Bewässerungssystem aus Heilbronn

Start-up will Wasser beim Gießen sparen

Wasser wird zunehmend zum raren Gut, auch hierzulande. Dank Sensoren und Steuerungen kann ein Start-up aus Heilbronn den Wasserverbrauch im Garten deutlich reduzieren.

Bodensensoren messen Feuchtigkeit und Temperatur im Boden und übermitteln die Daten dann per Bluetooth.

© Hide and Grow

Bodensensoren messen Feuchtigkeit und Temperatur im Boden und übermitteln die Daten dann per Bluetooth.

Von Ulrich Schreyer

Im Sommer müssen Gärtner und Kommunen möglicherweise wieder sprenkeln, was das Zeug hält. Verschwendet werden sollte möglichst nichts. Nicht nur der Deutsche Städtetag hat dazu aufgerufen, Wasser zu sparen. „Wasser wird ein knappes Gut“, sagt auch Reiner Bierig, der Geschäftsführer des Verbandes Garten-, Landschafts- und Sportplatzbau in Baden-Württemberg. „Gezielt, dosiert, bedarfsgerecht“ sollte es den Pflanzen zur Verfügung gestellt werden, meint Bierig.

Genau dies bietet das Start-up Hide and Grow aus Heilbronn an. Wachsen (grow) sollen die Pflanzen, und versteckt wird (hide), was die Wassermenge für Blumen, Beeren und Bäume reguliert– Sensoren. Diese messen Feuchtigkeit und Temperatur im Boden.

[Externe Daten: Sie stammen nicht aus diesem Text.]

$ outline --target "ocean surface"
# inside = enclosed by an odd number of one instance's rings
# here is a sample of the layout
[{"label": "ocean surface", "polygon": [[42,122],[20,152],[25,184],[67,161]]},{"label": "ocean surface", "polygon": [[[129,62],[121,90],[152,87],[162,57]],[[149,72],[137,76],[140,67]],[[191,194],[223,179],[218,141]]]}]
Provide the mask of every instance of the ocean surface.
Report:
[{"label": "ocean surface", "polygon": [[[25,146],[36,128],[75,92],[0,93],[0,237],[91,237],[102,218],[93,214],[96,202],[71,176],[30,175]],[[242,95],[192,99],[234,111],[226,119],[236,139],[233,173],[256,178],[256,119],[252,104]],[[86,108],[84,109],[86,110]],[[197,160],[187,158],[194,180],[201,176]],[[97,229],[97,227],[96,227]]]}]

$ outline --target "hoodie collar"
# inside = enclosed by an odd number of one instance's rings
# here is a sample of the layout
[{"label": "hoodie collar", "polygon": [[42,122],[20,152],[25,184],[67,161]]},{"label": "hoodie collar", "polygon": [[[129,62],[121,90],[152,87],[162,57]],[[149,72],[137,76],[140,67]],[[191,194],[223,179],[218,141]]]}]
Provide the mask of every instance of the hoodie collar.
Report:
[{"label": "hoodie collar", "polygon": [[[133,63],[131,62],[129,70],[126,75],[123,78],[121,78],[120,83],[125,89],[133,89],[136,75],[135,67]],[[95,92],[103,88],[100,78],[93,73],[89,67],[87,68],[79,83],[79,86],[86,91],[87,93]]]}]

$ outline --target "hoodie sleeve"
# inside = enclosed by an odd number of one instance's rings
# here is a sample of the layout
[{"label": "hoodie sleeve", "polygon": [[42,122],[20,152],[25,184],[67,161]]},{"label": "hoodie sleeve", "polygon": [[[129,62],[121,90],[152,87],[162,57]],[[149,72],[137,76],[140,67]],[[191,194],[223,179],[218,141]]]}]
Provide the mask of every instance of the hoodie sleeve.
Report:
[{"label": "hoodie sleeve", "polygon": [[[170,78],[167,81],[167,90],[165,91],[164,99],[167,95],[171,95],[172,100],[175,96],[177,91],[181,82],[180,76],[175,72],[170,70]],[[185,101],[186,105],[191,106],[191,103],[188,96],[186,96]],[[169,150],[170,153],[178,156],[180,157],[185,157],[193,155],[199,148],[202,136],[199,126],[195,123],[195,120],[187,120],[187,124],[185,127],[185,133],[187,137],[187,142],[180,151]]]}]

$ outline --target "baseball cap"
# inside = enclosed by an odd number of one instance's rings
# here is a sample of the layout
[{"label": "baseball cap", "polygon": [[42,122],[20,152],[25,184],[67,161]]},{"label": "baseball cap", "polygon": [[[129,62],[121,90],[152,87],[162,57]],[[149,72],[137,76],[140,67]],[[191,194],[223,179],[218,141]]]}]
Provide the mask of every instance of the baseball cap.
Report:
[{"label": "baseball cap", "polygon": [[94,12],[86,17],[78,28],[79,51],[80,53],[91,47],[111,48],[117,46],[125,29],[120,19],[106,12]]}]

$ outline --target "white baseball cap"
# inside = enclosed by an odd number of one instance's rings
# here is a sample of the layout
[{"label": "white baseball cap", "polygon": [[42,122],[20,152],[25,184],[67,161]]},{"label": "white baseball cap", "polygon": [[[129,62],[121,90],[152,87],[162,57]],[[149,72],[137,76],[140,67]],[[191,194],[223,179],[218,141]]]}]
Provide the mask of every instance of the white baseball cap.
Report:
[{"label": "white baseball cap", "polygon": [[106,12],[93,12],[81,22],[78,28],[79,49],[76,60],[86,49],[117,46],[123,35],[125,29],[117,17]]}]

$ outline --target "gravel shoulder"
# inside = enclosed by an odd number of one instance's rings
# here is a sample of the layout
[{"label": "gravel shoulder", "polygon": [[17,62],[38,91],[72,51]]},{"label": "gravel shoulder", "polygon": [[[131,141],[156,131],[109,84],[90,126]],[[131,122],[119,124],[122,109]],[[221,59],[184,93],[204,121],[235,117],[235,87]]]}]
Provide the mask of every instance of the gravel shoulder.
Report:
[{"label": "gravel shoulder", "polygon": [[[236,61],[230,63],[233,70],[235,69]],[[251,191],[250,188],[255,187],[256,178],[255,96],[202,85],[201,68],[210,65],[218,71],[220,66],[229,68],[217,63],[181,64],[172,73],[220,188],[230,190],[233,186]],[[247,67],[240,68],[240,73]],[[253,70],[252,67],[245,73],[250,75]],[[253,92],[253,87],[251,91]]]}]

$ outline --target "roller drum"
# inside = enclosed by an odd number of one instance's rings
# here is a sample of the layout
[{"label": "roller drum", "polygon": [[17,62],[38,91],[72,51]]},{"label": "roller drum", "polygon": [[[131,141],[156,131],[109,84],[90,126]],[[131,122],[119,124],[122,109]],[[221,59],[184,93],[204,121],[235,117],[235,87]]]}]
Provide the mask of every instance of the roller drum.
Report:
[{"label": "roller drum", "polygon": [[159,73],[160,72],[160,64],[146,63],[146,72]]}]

Als Fiona Sailer ihr Start-up im Dezember 2022 gründete, betrat die 31-jährige Jungunternehmerin Neuland. Bei Jung Electronic in Heilbronn, wo Sailer als Projektmanagerin tätig war, sollte der Fabrikhof neu angelegt werden. In Gesprächen mit dem Landschaftsgärtner Jose Soares aus Bad Rappenau wurde schnell klar, dass es in der Bewässerungsbranche noch vieles zu verbessern gibt. In Gärten und Grünanlagen werden meist Zeitschaltsysteme eingesetzt. Diese liefern zur fest eingestellten Stunde Wasser, oft in rauen Mengen.

Mit Bluetooth und Computer

Wie viel tatsächlich benötigt wird, spielt dabei keine Rolle. Anders bei Hide and Grow. Hier teilt der Sensor etwa über Bluetooth einem Computer mit, ob und wie viel Wasser eine Pflanze braucht, dann öffnet sich ein Ventil. Dies kann auch am Tablet oder mit dem Handy geschehen, eine App ist in Planung. Über Tropfschläuche oder Sprenkler wird die Flüssigkeit dann verteilt. Sinnvoll bei Schlauchleitungen kann sein, eigene Wasserkreisläufe für Pflanzen mit geringem Verbrauch wie Lavendel oder solche mit großem Bedarf, etwa Rhododendron, zu verlegen.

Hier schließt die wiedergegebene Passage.